# liquid vs. dry fertilizers



## snausage (Mar 8, 2010)

I don't see how dry ferts could possibly be easier to measure than liquid formulations. It's also pretty tough to dissolve dry ferts completely.


----------



## jcardona1 (Jun 27, 2008)

snausage said:


> I don't see how dry ferts could possibly be easier to measure than liquid formulations. It's also pretty tough to dissolve dry ferts completely.


How wouldn't it be? Just measure the amount with a small set of measuring spoons, and dump in the tank. As for them dissolving properly, just let the plants speak for themselves on that one. 

Don, you can get everything you need from a basic kit like this (see the 'complete package'): http://greenleafaquariums.com/aquarium-fertilizer.html

You can also add Iron to your order to cover that as well.

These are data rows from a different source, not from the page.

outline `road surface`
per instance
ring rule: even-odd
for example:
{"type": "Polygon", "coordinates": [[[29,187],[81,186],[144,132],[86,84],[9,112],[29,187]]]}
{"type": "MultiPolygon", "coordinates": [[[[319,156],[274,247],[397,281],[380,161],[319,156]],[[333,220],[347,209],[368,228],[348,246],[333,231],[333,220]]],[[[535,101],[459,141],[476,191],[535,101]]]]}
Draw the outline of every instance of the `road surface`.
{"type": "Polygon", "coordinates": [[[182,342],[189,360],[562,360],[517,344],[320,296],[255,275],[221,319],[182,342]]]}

The dosing guidelines are covered in the huge Sticky we have here


----------



## dhgyello04 (Jul 11, 2008)

jcardona1 said:


> How wouldn't it be? Just measure the amount with a small set of measuring spoons, and dump in the tank. As for them dissolving properly, just let the plants speak for themselves on that one.
> 
> Don, you can get everything you need from a basic kit like this (see the 'complete package'): http://greenleafaquariums.com/aquarium-fertilizer.html
> 
> You can also add Iron to your order to cover that as well. The dosing guidelines are covered in the huge Sticky we have here


Hello Jose,
Dude its great to hear from you. Just off topic, I am now hand feeding my Clown Loaches.

I looked at the GLA web site. With all that I am dosing, are you saying that I only need the “Green Fertilizer Package” and Iron Chelate to switch over from liquid? Oh and are these ok for shrimp (CRS, RCS, and BTS)?


----------



## OverStocked (May 26, 2007)

snausage said:


> I don't see how dry ferts could possibly be easier to measure than liquid formulations. It's also pretty tough to dissolve dry ferts completely.

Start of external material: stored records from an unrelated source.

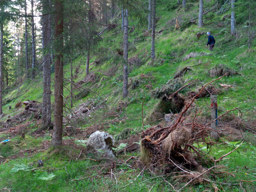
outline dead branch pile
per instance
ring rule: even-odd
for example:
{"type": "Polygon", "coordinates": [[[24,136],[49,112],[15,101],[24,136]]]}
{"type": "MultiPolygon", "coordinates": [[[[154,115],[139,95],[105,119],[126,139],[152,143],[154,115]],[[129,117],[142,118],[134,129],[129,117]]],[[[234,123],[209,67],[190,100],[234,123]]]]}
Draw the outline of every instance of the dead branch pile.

Coming from someone who hopes you buy RootMedic Liquid fertilizers....

There is no problem at all dissolving dry fertilizers(how do you think I do it....). I just happen to push a concentration that would be harder to do at home. The product is about convenience. 

Depending on tank size and style, dry fertilizers can be just as easy to dose.


----------



## snausage (Mar 8, 2010)

OverStocked said:


> There is no problem at all dissolving dry fertilizers(how do you think I do it....). I just happen to push a concentration that would be harder to do at home. The product is about convenience.


So why are there numerous threads about dry ferts not dissolving well?


----------



## OverStocked (May 26, 2007)

Give me a link and I can give a specific answer. For normal dosing there is never a problem.


----------



## fresh.salty (Jul 2, 2010)

I don't use dry because I barely made it through my math classes. lol Much easier to mix with water and follow some sort of Seachem-like schedule.


----------



## psalm18.2 (Oct 16, 2010)

I have been researching this very topic. I am going to dry ferts as it is definetely cheaper in the long run. I mean we're talking pounds of ferts vs oz. Everyone I have spoken to says a pound of dry ferts last like a year. So for $20 I can get a package that will last like a year vs spending over $50 in liquids that will only last a few months tops. I also like the idea of dosing by the teaspoons vs the cap lines, which I can never figure out.
I also see that the EI dosing method seems to be the most popular with all the beautiful aquascapes out there. Just my 2 cents.


----------



## oscarsx (Mar 15, 2011)

Agreed, with dry dosing I heard It lasts way longer than liquid. I'm actually ordering some dry ferts tonight..

+1 for DRY!


----------